A Glenwood Story

By Daniel Wirtheim, Features Editor

Published Apr. 15, 2015

It started in 1976, when Bulent Bediz bought his first home in the Glenwood neighborhood, 808 Lexington Avenue. It was a fixer-upper and a relic of the past, but Bediz is a graduate of UNCG’s Architecture department, and was a professor for a brief amount of time, so had the wherewithal to renovate the home. It didn’t stop there.

As many of Bediz’s original neighbors left due to old age or sickness, he began buying their houses in fear of letting absentee landlords further deteriorate the properties. As a growing crime-rate came to define Glenwood, Bediz saw a role for himself as Glenwood’s renaissance man, fighting to preserve the neighborhood as a safe place for artists and diversity.

“Instead of moving out, I took on this cancer by buying up properties adjacent to my house and down the block, and renovating them,” wrote Bediz, “paying particular attention to preserving their period character as I brought them to modern times.”

In a 1989 News & Record article, titled “Glenwood mixes it up,” Glenwood is outlined as a place for artistic persons, with cheap property value and diverse neighbors. Andrew Martin, a painter, sculptor and former professor of Bediz, lived in a home directly across from him at the time. Martin was drawn to the neighborhood by it’s cheap, yet well designed property.

“The homes were situated right to allow for greater light penetration,” said Martin to News & Record reporter Tom Steadman. “They have that perfect lighting.”

Bediz expanded upon the features of the Glenwood homes that were built from the 1920’s to the 1950’s, receiving accolades for his efforts. He enlisted the help of UNCG students to refurbish the houses. He recycled materials when he could. He used blackboards from a school built in the 1800’s as floorboards. The Greensboro Preservation exchange recognized Bediz for his outstanding achievement’s in Glenwood. He continued accumulating properties, at one point owning as many as 70 houses in the Glenwood neighborhood.
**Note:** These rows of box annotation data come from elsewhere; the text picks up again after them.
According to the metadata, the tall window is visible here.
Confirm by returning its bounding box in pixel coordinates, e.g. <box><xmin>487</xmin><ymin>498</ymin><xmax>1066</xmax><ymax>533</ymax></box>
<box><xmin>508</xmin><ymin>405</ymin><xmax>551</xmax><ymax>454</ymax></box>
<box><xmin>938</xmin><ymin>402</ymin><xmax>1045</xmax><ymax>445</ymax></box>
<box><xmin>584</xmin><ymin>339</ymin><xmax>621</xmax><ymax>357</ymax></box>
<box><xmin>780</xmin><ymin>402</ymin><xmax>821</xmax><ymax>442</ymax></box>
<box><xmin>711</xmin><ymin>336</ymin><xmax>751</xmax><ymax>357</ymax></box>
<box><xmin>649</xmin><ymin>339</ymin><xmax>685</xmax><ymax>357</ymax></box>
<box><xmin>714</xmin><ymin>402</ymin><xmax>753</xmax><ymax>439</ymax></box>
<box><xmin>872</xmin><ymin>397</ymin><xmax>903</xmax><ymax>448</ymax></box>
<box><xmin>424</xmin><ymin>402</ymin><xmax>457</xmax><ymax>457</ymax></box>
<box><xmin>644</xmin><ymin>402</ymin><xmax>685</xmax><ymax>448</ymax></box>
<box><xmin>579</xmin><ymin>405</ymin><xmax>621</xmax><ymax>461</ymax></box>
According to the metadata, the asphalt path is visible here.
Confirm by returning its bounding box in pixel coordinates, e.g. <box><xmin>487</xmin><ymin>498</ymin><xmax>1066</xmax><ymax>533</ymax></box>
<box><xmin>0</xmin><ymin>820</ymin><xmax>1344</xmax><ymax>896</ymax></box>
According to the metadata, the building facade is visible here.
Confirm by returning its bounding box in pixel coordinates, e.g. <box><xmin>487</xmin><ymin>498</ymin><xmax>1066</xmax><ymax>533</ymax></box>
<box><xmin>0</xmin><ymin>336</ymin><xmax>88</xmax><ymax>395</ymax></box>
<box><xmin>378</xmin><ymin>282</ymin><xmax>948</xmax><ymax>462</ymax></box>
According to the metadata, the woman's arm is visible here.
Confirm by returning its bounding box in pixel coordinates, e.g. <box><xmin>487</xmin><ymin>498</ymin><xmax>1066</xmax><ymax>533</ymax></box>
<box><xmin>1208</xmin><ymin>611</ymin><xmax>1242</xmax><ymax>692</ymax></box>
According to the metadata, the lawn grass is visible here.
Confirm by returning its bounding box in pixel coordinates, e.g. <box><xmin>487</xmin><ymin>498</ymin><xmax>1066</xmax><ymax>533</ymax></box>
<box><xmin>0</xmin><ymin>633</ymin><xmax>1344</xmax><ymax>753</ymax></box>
“I didn’t do this for the money. This is not what makes money,” said Bediz in a 2008 interview with The Carolinian. “It just sort of mushroomed to a lot of houses. I didn’t plan it.”
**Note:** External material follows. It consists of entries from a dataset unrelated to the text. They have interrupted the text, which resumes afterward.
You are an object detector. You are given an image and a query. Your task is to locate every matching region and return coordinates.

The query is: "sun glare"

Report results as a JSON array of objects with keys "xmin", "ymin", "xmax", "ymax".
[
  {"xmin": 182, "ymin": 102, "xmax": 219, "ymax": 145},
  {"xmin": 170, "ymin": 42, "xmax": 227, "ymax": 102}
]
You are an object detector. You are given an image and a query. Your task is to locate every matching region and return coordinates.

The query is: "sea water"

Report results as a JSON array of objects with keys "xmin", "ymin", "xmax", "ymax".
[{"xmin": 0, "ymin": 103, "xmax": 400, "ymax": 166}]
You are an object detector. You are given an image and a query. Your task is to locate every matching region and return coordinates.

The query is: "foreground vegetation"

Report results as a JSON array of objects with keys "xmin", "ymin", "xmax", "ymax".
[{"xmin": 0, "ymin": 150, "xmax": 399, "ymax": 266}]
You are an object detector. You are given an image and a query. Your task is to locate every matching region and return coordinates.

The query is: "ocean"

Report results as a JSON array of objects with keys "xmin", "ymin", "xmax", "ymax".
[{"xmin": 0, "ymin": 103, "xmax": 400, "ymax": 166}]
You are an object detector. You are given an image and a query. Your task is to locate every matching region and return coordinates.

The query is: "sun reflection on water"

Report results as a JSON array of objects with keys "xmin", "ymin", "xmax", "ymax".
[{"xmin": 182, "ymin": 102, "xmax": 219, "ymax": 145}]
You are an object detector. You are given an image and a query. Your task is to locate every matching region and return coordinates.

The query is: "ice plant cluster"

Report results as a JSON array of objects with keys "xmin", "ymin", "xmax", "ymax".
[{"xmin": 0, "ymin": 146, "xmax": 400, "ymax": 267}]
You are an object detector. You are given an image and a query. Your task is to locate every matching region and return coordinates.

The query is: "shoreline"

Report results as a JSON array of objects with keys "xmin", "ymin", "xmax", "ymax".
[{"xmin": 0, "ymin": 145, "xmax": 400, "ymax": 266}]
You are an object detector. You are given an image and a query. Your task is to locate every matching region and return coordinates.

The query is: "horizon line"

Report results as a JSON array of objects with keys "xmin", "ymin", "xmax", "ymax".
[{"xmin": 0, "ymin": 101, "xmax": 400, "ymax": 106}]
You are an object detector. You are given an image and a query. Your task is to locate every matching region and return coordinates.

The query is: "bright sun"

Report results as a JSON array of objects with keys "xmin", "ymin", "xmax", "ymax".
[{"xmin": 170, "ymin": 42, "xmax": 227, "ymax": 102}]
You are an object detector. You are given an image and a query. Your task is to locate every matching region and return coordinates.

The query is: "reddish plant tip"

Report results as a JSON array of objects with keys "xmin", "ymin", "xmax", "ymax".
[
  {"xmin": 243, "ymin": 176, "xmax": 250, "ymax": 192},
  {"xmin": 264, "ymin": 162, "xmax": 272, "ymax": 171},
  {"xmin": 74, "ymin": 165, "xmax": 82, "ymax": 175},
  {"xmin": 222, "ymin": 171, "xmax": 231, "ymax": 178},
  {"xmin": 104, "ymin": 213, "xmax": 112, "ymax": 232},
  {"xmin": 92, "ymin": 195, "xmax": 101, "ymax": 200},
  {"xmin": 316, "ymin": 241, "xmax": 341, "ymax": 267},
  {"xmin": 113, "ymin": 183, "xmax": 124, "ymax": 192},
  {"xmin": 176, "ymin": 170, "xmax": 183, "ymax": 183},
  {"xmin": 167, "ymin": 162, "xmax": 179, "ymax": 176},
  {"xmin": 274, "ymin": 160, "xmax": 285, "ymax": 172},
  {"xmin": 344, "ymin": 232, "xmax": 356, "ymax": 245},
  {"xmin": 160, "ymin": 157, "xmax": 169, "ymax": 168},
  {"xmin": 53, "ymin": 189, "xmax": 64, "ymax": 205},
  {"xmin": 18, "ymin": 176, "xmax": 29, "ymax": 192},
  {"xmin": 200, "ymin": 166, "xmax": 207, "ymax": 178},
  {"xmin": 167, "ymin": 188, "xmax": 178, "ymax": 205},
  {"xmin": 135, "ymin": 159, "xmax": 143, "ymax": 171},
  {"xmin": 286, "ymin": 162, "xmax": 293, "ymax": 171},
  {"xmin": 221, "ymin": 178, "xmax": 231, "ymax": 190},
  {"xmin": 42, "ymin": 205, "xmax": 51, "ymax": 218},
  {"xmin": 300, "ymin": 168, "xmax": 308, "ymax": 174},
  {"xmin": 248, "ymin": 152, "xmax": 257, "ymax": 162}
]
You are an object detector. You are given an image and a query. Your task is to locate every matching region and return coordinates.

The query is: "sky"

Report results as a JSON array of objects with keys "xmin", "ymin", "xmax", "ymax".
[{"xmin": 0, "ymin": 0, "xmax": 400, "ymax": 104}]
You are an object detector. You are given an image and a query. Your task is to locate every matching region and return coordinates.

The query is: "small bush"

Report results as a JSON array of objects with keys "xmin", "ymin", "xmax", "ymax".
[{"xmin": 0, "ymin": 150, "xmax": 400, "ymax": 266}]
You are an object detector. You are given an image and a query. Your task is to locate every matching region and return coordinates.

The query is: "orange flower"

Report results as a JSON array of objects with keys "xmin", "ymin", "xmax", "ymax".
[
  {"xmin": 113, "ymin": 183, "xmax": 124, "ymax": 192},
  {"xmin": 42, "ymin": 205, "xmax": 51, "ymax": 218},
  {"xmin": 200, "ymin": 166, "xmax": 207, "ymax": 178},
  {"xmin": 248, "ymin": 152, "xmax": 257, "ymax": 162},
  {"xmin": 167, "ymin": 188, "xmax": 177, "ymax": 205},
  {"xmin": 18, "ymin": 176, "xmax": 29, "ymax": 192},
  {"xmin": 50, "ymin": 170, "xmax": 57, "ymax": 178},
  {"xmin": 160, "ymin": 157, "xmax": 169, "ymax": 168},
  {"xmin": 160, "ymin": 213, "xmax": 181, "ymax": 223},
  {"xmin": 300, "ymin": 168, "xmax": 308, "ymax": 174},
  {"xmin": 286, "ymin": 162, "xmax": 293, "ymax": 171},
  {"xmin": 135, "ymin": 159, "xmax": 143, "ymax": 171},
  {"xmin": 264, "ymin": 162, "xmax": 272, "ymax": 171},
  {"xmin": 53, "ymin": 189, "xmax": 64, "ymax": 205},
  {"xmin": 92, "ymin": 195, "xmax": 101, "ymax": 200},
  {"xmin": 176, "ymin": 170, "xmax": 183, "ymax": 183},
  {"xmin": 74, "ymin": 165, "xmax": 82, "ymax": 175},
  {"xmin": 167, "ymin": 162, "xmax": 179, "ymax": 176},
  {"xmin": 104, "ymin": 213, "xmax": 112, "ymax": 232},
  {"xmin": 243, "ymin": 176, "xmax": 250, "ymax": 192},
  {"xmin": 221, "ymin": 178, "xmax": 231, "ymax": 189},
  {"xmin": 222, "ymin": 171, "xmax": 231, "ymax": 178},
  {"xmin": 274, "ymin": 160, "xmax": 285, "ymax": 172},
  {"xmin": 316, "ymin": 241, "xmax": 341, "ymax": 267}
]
Just as Bediz was reaching what he thought was going to be a “renaissance,” of the Glenwood neighborhood, the 2008 economic crisis happened.

Bediz couldn’t get a loan. His homes were being threatened with demolition by the city; he couldn’t work on his homes. His fantastic vision was beginning to look more like a house of cards until it finally collapsed when Bediz filed bankruptcy in Jan. 2008.

While he was able to hold on to the majority of his properties, he was left on shaky financial grounding. He spoke of a new threat to his vision of a community of artists. Suddenly, at a 2009 meeting of the UNCG Board of Trustees Business Affairs Committee, it was unveiled that Bediz was not the only one with a vision for Glenwood.